Bis auf wenige Ausnahmen schweigen die Hirten zu den ernsten Vorgängen unserer Gesellschaft. kath.net-Kommentar von Prof. Hubert Windisch

Regensburg (kath.net) Der rasante kulturelle Zusammenbruch unserer Gesellschaft muss erschrecken. Für die Gestaltung des konkreten Lebens auf vielen Ebenen scheint uns der lange Atem abhanden gekommen zu sein, durch den erst Kultur entstehen kann. Oberflächliches Kalkül bestimmt weithin das, was man früher durchaus auch geschichtliche Verantwortung nannte: in der Politik, in der Wirtschaft und auch in der Kirche.
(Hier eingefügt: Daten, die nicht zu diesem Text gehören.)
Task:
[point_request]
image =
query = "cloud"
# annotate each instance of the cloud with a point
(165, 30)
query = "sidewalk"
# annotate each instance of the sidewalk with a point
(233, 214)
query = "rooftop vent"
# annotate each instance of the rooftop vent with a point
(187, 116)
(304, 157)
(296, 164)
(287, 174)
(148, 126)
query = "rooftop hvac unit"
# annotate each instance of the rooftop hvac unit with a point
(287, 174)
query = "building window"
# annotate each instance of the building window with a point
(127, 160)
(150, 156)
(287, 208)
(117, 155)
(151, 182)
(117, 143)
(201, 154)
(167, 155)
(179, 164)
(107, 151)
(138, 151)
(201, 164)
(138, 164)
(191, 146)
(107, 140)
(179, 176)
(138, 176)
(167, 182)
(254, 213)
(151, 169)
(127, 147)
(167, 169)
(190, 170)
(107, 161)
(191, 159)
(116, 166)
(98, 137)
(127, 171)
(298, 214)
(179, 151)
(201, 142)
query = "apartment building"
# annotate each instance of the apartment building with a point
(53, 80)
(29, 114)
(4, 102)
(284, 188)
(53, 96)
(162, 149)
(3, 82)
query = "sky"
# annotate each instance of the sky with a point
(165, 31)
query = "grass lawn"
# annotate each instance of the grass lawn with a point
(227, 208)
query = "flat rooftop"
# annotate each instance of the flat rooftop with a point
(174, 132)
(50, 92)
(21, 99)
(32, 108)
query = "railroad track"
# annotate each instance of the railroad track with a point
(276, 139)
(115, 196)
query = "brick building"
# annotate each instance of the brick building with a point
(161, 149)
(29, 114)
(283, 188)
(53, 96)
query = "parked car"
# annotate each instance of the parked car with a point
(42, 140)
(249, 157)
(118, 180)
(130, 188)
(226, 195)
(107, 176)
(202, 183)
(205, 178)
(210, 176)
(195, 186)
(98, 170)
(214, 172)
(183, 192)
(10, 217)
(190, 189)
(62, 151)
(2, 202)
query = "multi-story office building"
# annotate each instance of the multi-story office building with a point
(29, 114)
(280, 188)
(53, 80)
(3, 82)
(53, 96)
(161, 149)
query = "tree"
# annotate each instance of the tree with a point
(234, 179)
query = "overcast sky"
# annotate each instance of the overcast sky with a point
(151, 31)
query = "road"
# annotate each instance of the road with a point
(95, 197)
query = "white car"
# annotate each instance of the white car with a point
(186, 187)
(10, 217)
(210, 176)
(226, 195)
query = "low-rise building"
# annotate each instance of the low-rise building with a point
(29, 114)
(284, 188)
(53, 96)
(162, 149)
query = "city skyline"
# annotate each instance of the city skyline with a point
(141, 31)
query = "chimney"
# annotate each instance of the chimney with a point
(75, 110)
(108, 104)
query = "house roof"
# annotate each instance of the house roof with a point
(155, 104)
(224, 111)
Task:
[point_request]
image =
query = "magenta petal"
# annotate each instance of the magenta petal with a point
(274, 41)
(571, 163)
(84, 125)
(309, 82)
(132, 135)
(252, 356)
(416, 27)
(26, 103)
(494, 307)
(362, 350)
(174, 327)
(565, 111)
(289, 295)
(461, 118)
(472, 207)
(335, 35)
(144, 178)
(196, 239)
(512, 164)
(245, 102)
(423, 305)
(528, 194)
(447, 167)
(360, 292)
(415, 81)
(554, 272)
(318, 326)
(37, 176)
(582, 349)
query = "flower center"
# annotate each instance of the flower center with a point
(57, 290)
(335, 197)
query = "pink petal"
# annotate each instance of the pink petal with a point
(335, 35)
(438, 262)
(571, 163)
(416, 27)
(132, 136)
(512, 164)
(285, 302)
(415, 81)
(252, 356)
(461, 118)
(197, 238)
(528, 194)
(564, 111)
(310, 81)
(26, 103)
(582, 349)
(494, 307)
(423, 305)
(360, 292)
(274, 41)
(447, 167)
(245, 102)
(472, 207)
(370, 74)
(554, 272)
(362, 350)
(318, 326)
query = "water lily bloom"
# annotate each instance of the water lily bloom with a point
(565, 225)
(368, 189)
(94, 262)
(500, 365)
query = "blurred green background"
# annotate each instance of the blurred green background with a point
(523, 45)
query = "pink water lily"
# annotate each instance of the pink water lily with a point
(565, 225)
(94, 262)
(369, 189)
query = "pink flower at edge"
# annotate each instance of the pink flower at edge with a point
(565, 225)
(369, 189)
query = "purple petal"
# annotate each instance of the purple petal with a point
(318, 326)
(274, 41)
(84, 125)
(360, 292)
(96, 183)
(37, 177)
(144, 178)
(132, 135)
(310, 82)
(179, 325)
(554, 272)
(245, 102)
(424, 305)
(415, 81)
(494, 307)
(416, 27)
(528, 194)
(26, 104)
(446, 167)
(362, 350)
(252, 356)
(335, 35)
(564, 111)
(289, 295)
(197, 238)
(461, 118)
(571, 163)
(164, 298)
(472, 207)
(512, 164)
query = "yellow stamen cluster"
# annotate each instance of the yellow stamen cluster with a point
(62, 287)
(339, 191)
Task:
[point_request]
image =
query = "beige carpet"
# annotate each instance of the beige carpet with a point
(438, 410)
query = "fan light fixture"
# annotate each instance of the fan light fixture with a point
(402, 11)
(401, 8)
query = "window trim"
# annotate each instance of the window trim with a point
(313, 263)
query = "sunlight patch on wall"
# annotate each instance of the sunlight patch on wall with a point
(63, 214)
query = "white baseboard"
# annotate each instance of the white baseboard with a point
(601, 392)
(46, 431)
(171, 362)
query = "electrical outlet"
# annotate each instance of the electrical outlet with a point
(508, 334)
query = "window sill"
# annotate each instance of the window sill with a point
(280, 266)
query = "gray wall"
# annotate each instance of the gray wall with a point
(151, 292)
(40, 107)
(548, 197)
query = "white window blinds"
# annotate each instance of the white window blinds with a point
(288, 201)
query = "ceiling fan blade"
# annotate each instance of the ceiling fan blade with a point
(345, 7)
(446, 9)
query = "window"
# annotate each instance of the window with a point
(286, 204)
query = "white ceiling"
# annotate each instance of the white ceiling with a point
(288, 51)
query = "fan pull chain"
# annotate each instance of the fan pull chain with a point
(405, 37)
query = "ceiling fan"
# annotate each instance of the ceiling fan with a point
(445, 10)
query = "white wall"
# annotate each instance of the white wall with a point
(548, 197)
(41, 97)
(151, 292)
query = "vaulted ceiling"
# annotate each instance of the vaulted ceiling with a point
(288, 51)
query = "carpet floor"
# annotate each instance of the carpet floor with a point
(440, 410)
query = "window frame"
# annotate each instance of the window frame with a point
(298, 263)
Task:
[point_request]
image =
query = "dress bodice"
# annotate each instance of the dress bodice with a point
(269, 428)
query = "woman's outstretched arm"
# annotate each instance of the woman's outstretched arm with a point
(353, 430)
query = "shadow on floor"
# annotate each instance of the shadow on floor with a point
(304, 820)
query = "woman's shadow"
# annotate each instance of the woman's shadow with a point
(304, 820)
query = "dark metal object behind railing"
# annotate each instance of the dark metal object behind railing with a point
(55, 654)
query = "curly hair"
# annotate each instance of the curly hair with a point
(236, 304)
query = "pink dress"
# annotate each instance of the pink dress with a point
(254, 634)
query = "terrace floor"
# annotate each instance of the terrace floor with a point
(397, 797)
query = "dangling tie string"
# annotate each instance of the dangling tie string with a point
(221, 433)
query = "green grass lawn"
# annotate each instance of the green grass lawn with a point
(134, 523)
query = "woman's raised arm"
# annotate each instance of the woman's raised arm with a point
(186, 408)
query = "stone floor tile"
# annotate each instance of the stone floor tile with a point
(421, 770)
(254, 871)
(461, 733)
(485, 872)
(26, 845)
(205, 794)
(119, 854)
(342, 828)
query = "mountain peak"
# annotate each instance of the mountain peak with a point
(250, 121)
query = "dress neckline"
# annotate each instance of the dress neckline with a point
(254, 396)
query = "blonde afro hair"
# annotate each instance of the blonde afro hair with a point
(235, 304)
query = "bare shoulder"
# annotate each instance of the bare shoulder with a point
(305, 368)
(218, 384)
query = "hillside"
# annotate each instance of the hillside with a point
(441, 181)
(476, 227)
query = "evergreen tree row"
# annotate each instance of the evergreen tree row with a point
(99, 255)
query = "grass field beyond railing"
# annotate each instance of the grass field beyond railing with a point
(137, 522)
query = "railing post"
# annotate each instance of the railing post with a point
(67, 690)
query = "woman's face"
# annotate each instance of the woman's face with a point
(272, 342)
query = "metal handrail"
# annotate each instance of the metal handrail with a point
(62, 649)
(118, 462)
Man kann als Beleg dafür u. a. zwei dümmliche Aussagen anführen, die da lauten: Der Islam gehört zu Deutschland. Und: Stirbt der Euro, stirbt Europa. Der erste Ausspruch verkennt die christliche Wertegrundlage Europas auf sträfliche Weise und wird einem grundsätzlich gewaltbereiten Islam willkommen sein, das abzuschaffen, wofür diejenigen zu stehen glauben, die solche Aussprüche von sich geben. Der zweite Ausspruch ist eigentlich nur die flache, monetär gefärbte Variante der Herkunfts- und Richtungslosigkeit des ersten Ausspruchs.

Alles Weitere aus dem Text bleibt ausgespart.